We want a software(algorithm) to find the ideal $\theta_0,\theta_1$ automatically.

Gradient descent

for minimizing function $J$ and so on.

Idea

Start with some $\theta_0, \theta_1$ .
Keep changing it to reduce $J(\theta_0, \theta_1)$ until we end up at a minimum.

Gradient descent algorithm

repeat until convergence {

$\theta_j := \theta_j - \alpha \frac{\partial J(\theta_0, \theta_1) }{\partial \theta_j}$ (for $j = 0$ and $j = 1$ )

}

$\alpha$ : learning rate(how big thee step is)

This is an update equation, simultaneously update $\theta_0$ and $\theta_1$ , which like the followings.

Corrent Update

$\theta_0 - \alpha \frac{\partial J(\theta_0, \theta_1) }{\partial \theta_0}$

$\theta_1 - \alpha \frac{\partial J(\theta_0, \theta_1) }{\partial \theta_1}$

$\theta_0 := temp0$

$\theta_1 := temp1$

Incorrent (does not refer to gradient descent algorithm)

$\theta_0 - \alpha \frac{\partial J(\theta_0, \theta_1) }{\partial \theta_0}$

$\theta_0 := temp0$

$\theta_1 - \alpha \frac{\partial J(\theta_0, \theta_1) }{\partial \theta_1}$ (new $\theta_0$ in this step)

$\theta_1 = temp1$

So, we have to define Variables like temp* to collect all the $\theta$ ’ s.

The partial derivative term in the equation

在这里插入图片描述

The $\alpha$ term in the equation

If the $\alpha$ is too small, the progress is slow.
If it is too big, we may overshoot (miss) the minimum.
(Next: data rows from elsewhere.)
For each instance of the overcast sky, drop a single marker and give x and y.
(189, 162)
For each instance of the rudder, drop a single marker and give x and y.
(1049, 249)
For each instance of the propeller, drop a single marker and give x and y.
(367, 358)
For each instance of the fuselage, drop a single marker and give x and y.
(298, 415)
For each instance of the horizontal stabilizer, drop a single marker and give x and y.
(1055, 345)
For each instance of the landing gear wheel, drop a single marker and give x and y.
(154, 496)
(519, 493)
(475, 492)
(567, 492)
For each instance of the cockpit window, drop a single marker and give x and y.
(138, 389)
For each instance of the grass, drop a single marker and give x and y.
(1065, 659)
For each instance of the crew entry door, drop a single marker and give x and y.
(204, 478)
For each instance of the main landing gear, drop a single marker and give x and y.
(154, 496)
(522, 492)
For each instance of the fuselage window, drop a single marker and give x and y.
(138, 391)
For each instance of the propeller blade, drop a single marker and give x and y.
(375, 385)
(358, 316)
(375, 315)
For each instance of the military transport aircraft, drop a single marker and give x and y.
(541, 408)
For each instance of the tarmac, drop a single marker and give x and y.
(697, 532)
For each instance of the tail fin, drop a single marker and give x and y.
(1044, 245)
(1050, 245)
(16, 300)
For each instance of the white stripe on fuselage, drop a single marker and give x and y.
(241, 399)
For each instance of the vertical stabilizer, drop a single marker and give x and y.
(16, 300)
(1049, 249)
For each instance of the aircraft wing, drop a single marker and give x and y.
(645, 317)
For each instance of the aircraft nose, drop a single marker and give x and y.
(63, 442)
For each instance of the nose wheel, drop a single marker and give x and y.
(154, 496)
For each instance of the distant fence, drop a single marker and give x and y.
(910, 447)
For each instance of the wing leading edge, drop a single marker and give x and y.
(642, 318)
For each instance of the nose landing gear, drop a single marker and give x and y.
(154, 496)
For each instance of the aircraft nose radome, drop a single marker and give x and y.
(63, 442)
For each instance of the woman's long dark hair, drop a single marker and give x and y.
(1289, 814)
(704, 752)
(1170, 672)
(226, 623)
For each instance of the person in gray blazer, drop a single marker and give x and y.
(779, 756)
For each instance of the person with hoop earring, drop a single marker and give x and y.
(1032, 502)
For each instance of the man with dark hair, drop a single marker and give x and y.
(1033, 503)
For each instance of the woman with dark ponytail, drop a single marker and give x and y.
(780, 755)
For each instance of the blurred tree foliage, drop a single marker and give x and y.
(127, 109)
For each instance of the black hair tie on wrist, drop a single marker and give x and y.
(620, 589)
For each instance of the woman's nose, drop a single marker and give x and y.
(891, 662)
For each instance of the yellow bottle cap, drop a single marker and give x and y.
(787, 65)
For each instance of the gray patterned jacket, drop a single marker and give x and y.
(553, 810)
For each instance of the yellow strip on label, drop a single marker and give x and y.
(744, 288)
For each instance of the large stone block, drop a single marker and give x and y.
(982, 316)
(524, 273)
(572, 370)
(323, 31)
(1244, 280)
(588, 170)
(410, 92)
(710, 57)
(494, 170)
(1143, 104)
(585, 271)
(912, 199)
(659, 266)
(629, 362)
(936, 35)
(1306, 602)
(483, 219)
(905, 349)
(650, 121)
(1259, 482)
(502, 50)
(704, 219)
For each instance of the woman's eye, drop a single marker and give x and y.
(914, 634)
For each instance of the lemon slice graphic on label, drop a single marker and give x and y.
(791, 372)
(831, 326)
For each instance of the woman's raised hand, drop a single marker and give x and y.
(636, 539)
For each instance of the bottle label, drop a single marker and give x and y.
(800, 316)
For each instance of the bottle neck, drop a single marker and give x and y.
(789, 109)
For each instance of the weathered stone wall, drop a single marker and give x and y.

It may fail to converge, or even diverge.

Q: What if your parameter $\theta_1$ is already at the local minimum, what do you think one step of gradient descent (algorithm) will do?

A: $\theta_1$ won’t change because the derivative term is equal to zero, that will keep $\theta_1$ at the local optimum. (It is actually basic calculus. )

Gradient descent can converge to a local minimum, even with the learning rate $\alpha$ fixed. As we approach a local minimum, gradient descent will automatically take smaller steps. So, no need to decrease $\alpha$ over time.

You can use gradient descent algorithm to minimize any cost function $J$ , not only defined for linear regression.

Gradient descent for linear regerssion

review

Linear Regression Model

$J(\theta_0,\theta_1) = \frac{1}{2m}\sum_{i=1}^m{(h_\theta(x^{(i)}) - y^{(i)})}^2$

$h_\theta(x) = \theta_0 + \theta_1 x$
Gradient descent algorithm
repeat until convergence {

$\theta_j := \theta_j - \alpha \frac{\partial J(\theta_0, \theta_1) }{\partial \theta_j}$ (for $j = 0$ and $j = 1$ )

}

Apply gradient descent to minimize squared error cost function. The key to write this code is the derivative term.

So we write it down.
在这里插入图片描述

So we have gradient descent algorithm

repeat until convergence{

$\theta_0 := \theta_0-\alpha\frac{1}{m} \sum_{i=1}^m{(h_{\theta}(x^{(i)})-y^{(i)})}$

$\theta_1 := \theta_1-\alpha\frac{1}{m} \sum_{i=1}^m{(h_{\theta}(x^{(i)})-y^{(i)})*x^{(i)}}$

}

We always have a bowl shaped plot in using linear regerssion, technically is convex function(凸函数). So, instead of having many local optimum, it only has one global optimum.